Part of me was annoyed reading this book and part of me yearned to feel the way these kids felt so deeply. Hazel meets Augustus in a cancer support group for kids. She has terminal lung cancer and he’s recovered from bone cancer. As they spend time together and learn to love each other you think about the inevitable moment when one of them will no longer be there. In the beginning you feel cynical that it’s just “young love” or infatuation. But as the characters grow together and love each other more, you begin to feel it more deeply as well. There is a moment where they are on a plane together where they tell each other “I love you.” When reading their words and thoughts I couldn’t help but feel nostalgic about that intense feeling that you have when you first realize this and tell someone you love them. Being married almost 9 years it’s been awhile since that happened. Although I am very happily married and thoroughly love my husband, it is a very different manifestation of that feeling of love. One I am happy to have! But oh so different than that newly-in-love feeling.

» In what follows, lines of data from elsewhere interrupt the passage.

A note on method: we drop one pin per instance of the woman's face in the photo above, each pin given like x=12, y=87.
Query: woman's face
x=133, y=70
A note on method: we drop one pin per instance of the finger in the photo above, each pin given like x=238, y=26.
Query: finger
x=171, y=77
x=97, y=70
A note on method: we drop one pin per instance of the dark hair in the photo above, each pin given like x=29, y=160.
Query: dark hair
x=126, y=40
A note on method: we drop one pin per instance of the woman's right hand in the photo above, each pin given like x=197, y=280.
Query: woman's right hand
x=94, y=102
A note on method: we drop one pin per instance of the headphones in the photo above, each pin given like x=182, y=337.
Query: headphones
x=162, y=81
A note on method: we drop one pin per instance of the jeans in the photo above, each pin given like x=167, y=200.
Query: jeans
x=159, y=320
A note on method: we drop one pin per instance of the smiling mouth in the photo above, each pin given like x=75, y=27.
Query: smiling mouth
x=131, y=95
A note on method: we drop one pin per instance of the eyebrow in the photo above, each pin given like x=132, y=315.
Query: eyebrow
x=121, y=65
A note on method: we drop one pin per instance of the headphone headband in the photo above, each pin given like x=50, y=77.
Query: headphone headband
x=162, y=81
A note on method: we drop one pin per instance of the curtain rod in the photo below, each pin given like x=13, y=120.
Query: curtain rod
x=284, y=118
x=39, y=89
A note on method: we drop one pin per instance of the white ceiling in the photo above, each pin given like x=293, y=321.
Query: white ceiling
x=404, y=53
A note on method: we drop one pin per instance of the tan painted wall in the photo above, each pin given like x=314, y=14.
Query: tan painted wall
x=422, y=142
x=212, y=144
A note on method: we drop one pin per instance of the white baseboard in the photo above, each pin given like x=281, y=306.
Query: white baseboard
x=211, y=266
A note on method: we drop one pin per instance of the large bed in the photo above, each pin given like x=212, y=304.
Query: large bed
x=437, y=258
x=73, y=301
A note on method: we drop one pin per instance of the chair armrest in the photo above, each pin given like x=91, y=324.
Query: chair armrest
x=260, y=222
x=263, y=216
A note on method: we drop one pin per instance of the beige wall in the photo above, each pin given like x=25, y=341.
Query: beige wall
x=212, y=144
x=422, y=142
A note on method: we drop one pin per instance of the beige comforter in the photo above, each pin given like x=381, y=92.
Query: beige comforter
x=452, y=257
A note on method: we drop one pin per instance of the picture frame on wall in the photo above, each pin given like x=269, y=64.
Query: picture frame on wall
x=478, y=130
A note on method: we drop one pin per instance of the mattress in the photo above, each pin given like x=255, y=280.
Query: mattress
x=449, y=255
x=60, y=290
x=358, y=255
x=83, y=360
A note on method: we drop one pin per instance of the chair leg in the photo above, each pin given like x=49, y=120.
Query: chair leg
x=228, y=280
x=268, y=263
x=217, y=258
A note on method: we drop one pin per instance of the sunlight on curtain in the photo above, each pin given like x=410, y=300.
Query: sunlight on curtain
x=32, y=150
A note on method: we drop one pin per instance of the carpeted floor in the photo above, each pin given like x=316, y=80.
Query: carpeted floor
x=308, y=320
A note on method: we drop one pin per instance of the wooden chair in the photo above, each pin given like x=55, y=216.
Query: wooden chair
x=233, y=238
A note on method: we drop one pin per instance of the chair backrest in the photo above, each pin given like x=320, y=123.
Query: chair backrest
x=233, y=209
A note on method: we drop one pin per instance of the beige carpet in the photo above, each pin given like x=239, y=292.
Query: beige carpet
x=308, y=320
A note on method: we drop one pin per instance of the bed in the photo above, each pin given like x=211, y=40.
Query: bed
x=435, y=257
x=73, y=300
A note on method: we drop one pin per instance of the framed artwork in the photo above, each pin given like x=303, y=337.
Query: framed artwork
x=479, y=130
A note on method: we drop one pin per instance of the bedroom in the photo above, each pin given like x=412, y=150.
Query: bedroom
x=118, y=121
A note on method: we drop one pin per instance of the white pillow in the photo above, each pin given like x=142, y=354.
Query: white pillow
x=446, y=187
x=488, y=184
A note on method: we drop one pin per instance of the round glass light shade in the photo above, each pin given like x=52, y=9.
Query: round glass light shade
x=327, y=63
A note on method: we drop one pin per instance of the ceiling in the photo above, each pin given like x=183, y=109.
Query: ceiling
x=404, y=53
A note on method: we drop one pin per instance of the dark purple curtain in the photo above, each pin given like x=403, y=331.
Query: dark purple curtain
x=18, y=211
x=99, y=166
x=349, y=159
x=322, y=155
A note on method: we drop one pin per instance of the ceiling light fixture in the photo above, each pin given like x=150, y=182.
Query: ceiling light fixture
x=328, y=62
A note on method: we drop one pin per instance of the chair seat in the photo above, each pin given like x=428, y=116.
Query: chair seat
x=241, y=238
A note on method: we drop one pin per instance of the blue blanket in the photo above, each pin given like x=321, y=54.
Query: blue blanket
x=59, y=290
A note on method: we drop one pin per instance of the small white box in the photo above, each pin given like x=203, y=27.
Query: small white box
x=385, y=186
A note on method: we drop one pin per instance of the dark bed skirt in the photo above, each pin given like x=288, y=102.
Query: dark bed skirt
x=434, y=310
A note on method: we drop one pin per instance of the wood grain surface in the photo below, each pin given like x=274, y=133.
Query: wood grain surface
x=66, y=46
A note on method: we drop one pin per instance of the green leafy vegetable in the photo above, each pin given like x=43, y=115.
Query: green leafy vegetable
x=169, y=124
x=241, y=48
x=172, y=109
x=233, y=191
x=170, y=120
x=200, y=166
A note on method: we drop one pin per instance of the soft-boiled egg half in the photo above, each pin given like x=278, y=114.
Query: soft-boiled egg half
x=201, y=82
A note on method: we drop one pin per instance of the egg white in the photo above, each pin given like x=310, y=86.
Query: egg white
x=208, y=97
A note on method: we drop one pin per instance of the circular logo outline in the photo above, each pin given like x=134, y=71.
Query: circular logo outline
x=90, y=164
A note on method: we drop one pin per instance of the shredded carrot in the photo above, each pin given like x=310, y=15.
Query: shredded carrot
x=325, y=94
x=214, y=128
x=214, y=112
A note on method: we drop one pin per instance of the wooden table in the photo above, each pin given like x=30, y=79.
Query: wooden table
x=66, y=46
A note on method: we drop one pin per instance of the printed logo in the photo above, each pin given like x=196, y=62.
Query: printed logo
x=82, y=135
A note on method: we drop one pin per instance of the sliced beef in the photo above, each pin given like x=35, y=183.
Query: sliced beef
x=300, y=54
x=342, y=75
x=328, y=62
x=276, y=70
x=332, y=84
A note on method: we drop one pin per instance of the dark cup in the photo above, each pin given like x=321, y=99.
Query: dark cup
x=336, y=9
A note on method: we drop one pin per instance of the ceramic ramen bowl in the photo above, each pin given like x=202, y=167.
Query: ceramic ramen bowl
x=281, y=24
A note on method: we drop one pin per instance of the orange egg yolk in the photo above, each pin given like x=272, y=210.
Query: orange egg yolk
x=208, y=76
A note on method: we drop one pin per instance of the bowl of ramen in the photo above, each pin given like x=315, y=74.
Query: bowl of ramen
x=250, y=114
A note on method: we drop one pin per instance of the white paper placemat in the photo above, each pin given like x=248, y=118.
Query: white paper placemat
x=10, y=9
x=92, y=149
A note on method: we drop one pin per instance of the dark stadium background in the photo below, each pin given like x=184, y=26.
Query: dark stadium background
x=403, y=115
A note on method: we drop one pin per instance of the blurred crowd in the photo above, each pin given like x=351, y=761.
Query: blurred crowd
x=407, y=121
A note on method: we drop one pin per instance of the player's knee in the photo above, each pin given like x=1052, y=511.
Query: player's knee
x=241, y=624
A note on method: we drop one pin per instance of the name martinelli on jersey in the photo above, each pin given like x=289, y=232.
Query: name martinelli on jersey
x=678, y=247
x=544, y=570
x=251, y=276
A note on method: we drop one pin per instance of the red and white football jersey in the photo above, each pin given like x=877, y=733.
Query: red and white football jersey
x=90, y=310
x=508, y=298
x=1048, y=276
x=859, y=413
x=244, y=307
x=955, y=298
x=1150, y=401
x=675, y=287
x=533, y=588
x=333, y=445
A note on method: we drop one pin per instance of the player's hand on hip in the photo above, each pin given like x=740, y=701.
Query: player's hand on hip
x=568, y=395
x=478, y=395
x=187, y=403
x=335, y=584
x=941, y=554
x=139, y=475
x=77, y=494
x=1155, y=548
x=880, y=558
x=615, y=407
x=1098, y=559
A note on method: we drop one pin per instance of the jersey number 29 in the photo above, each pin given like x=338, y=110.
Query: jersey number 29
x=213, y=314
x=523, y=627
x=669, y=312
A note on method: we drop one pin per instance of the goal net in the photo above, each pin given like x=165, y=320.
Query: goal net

One other aspect of this book that resonated with me is the need for sick people to feel that they are capable. At one point Augustine drives himself to a gas station to buy cigarettes (he “not smokes” as a statement against smoking!) He obviously wasn’t capable of this at the time and paid the price with a trip to the emergency room. My mom is currently battling breast cancer, and as I help her with her recovery from different surgeries and treatments, I want to help her with everything I possibly can! But there are moments where I can tell – she just wants to do it herself! And I can resonate. Hardly a comparable circumstance, but having just had a baby, and c-section at that, there were a few weeks there where people wanted to help and help and help. And I couldn’t keep myself from feeling that I just wanted to show that I could do it myself! Maybe I get that from my mom 🙂 But how do you balance that as someone caring for someone else in need? You want them to feel empowered, but you also just want to care for them. I don’t think there’s an easy answer here… I haven’t really found it yet.
We read this book in my book club and there was positive response from everyone who read it. That said, some could not read it. You start the book knowing that it will be a sad topic. Even with the wit and humor it does get heavy at the end. Most people will be ok with this – it helps you to think about mortality and leaving your stamp on the world. But I can see how someone dealing with similar issues might not want to go there.
Overall I rate this a 4 out of 5 stars. I liked it. The writing was witty and intelligent. The story touching. Not on my favorites list, but I would pass the book on to a friend.